Style du nord contre kung-fu du Sud...

 

 Le réalisateur, qui a passé sa jeunesse et s’est formé à son métier sur les plateaux de tournage de la Shaw (et notamment sur ceux des films retraçant l’histoire de Wong Fei-hung !) profite donc de ce film pour utiliser l’opposition des styles Nord et Sud de kung-fu d’un point de vue cinématographique. Il met ainsi en scène des combattants issus de l’école de Shaolin face à d’autres formés au style du Nord, jugé violent et redoutable par les précédents.
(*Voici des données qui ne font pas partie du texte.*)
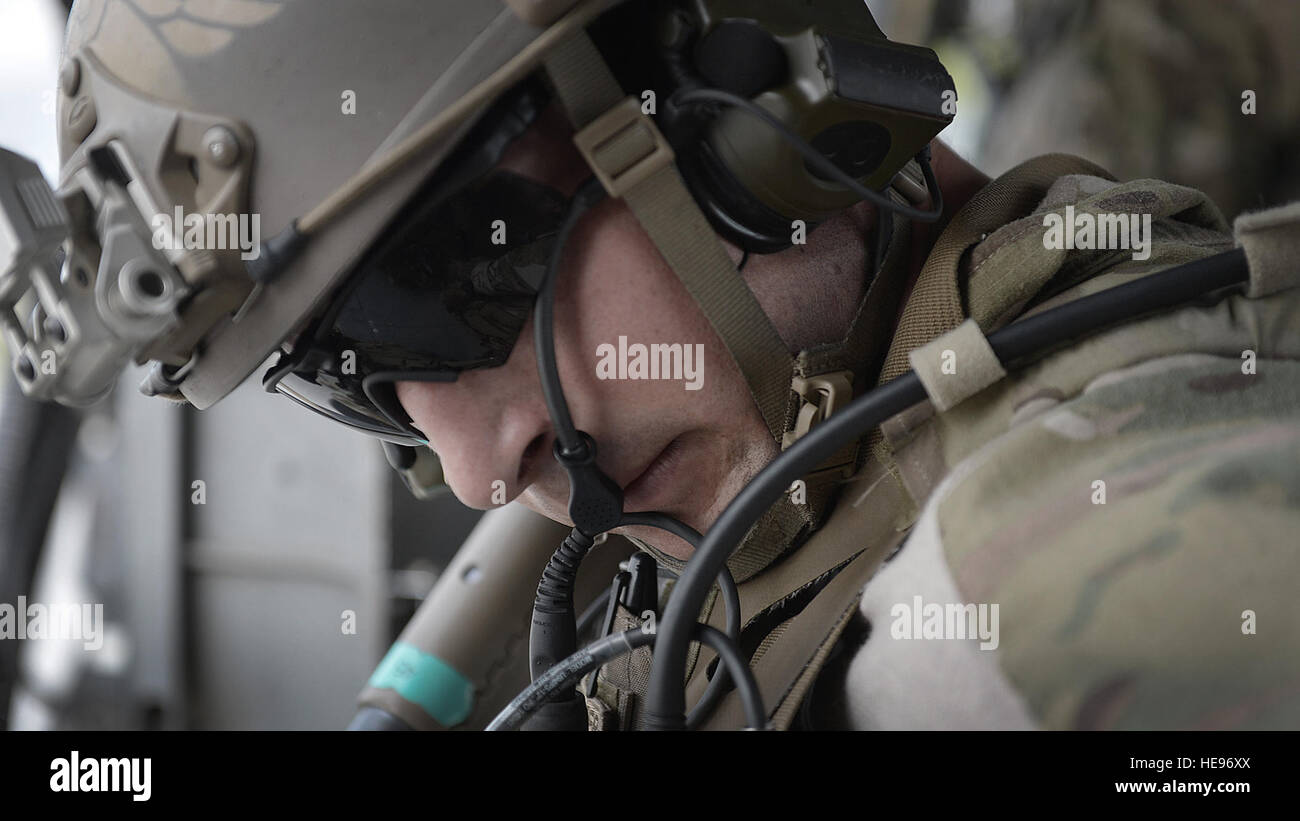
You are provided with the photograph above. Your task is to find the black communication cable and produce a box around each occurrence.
[645,248,1247,730]
[485,624,767,731]
[524,178,761,730]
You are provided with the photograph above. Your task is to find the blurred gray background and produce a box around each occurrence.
[0,0,1300,729]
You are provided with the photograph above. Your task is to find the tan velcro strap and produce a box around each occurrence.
[1232,201,1300,299]
[907,320,1006,413]
[546,31,794,444]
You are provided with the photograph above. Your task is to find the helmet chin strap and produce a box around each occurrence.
[533,177,699,544]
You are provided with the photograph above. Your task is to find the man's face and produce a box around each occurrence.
[397,107,776,557]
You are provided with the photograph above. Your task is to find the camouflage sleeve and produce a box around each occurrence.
[848,350,1300,729]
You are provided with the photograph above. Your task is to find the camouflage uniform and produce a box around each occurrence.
[597,155,1300,729]
[837,157,1300,729]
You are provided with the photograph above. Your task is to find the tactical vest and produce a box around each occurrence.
[589,155,1258,729]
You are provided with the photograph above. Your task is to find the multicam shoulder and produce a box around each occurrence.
[846,176,1300,729]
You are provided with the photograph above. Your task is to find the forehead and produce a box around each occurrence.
[497,100,592,197]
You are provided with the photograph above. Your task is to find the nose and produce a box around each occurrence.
[395,364,553,509]
[395,364,551,509]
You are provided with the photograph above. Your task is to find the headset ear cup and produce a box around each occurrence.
[677,139,814,253]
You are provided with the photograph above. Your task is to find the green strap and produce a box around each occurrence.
[545,31,793,444]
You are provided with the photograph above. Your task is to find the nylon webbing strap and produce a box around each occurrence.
[907,320,1006,413]
[546,31,793,443]
[1232,203,1300,299]
[880,155,1114,385]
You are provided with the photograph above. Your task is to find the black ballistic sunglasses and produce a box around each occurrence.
[263,81,569,446]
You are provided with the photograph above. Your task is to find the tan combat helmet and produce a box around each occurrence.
[20,0,608,408]
[0,0,956,578]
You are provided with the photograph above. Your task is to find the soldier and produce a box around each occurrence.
[5,0,1300,729]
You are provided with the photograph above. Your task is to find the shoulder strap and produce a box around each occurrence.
[880,155,1114,385]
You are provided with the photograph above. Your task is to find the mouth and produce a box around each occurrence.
[623,436,686,513]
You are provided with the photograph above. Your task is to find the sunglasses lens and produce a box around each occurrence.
[264,171,567,444]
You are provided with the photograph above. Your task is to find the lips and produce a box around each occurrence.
[623,436,686,513]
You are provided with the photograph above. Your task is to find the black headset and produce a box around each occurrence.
[657,0,957,253]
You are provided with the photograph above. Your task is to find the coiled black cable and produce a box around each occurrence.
[645,248,1247,730]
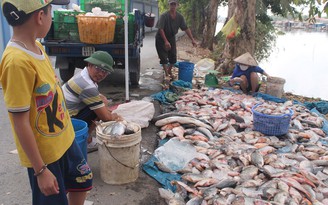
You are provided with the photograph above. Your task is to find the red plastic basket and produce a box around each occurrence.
[252,104,294,136]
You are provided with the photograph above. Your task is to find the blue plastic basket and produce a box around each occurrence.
[178,61,195,83]
[252,104,294,136]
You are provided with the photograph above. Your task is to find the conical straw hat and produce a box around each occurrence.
[234,52,258,66]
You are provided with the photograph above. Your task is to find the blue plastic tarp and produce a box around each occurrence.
[142,155,181,192]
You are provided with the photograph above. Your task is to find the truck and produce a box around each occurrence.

Il utilise aussi l’apprentissage de Wong Fei (qui n’est pas sans rappeler celui que subira aussi Gordon Liu dans la 36ème chambre de Shaolin : Dès son premier film parlant de Shaolin, Liu Chia-Liang jette donc les bases de tout ce qui va suivre) pour donner sa vision du kung-fu, qui paradoxalement (pourrait-on penser avec nos esprits contemporains) ne doit pas servir à se battre ou à imposer ses idées, sa domination ; mais plus spirituellement à s’élever, à entretenir son corps, à comprendre l’autre et à être en harmonie avec le monde extérieur, tandis que la paix règne à l’intérieur.

 Bref dans ce film ce sont toutes les bases de la filmographie du réalisateur mythique de la Shaw qui sont jetées, ce sont tous les jalons de son parcours que l’on peut deviner, tous les germes de sa future légendaire trilogie Shaolin qui sont mis en terre, et de la plus belle des manières : en parlant d’un autre immense héros, Wong Fei-Hung.

 Plus que la mise en scène, qui bien que maîtrisée n’a rien de génial, ce sont les combats et les promesses que contiennent ce film qui lui confère tout son intérêt et sa qualité. Et des promesses, le réalisateurs n’est pas le seul à en donner, puisque bon nombre des acteurs, Gordon Liu en tête, font la leur première grande apparition. Et vous avez pu voir en lisant des articles à propos des films ultérieurs que ce n’était pas la dernière !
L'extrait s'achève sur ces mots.